I was literally transported back in time. From the time of the 'Conquistadores', when the women would walk the streets with their parasols up to the time of the drug cartels when people wore breezy white linen and cotton with their panama hats - think: Antonio Banderas' 'Original Sin' (although, the setting was Cuba, it could very well have been Ciudad Antigua - or was it?). It's another world (I really should stop watching period movies).
If it's fine dining you want then it'll have to be inside Ciudad Antigua, most restaurants are situated within the fortress of the 'city' and that's when dining becomes not only a culinary experience (all cuisine is represented) but expensive. Again, given the quality, ambiance and the service...it's worth it. Worth it to you or not as taste is relative, you're really not given much of a choice...you've just got to fork it out.

T and I who are suckers for good deals, found ourselves a restaurant bar called Tamarindo that probably serves the only 'happy hour' (buy one take one) drinks within the 'city'. Real Cuba Libre (with Cuban Rhum plus coke), 2 for around 5,00 Pesos = less than $3.00. It was fortunate that we did as the restaurant serves very good authentic Mediterranean and Caribbean cuisine.
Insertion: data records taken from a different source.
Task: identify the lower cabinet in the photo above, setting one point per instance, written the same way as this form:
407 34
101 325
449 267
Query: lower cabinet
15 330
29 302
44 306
The owner is from Spain (Barcelona, I think), Ferrán Vergés who has (semi) retired in Colombia. Highly recommended restaurant serving good food at reasonable prices - by Cartagena standards - and excellent service. Don't miss their Spinach wrap, it's exquisite.

Ciudad Antigua at night is alive with various entertainment, shops, artesania markets and of course, restaurant and bars pulsing with Latino and Caribbean music that lends a festive atmosphere.

If you absolutely have to bring something back (for the women) I suggest you buy the breezy white/beige summer dresses, skirts and blouses sold both in the shops in Ciudad Antigua and the market in Bocagrande. These are made of pure Colombian cotton and sold anywhere between $ 35 - 80 - light, breezy, extremely feminine, figure flattering and simple but classy. The artsy bracelets and necklaces made of beads and semi-precious stones maybe a bit cliche-ish but you can sure find ingenious and quite unique designs mixed with silver and leather- between $12 - 100 and sometimes more depending on materials, stones and design. Most importantly, haggle. Haggle, haggle, haggle! They won't get offended and you can actually bring it down to a price which you think is fair. If not, an 'esta bien, no tengo dinero suficiente' with a smile would get you a sympathetic look with a half smile that means it's ok you can go on your way...maybe next time.

Although we were in Cartagena in the week of Semana Santa (just...but not yet) where prices have already been increased in anticipation of the coming of the tourists and hawkers abound, I didn't really feel bothered as these people (hawkers - wearing uniforms with numbers on) are not as persistent as the hawkers in Asia. They leave you alone after a 'no, gracias', again, delivered with a smile. There were in fact already a lot of tourists when we got there but mostly Colombians coming from Bogota and other areas in Colombia that actually made the ambiance naturally festive and less touristic.

As for the emeralds Colombia is known to produce a lot of, you would be better off buying in Bogota.

The hawkers on the beach in Bocagrande were harder to get rid of specially those offering massage, tour packages and beach chairs.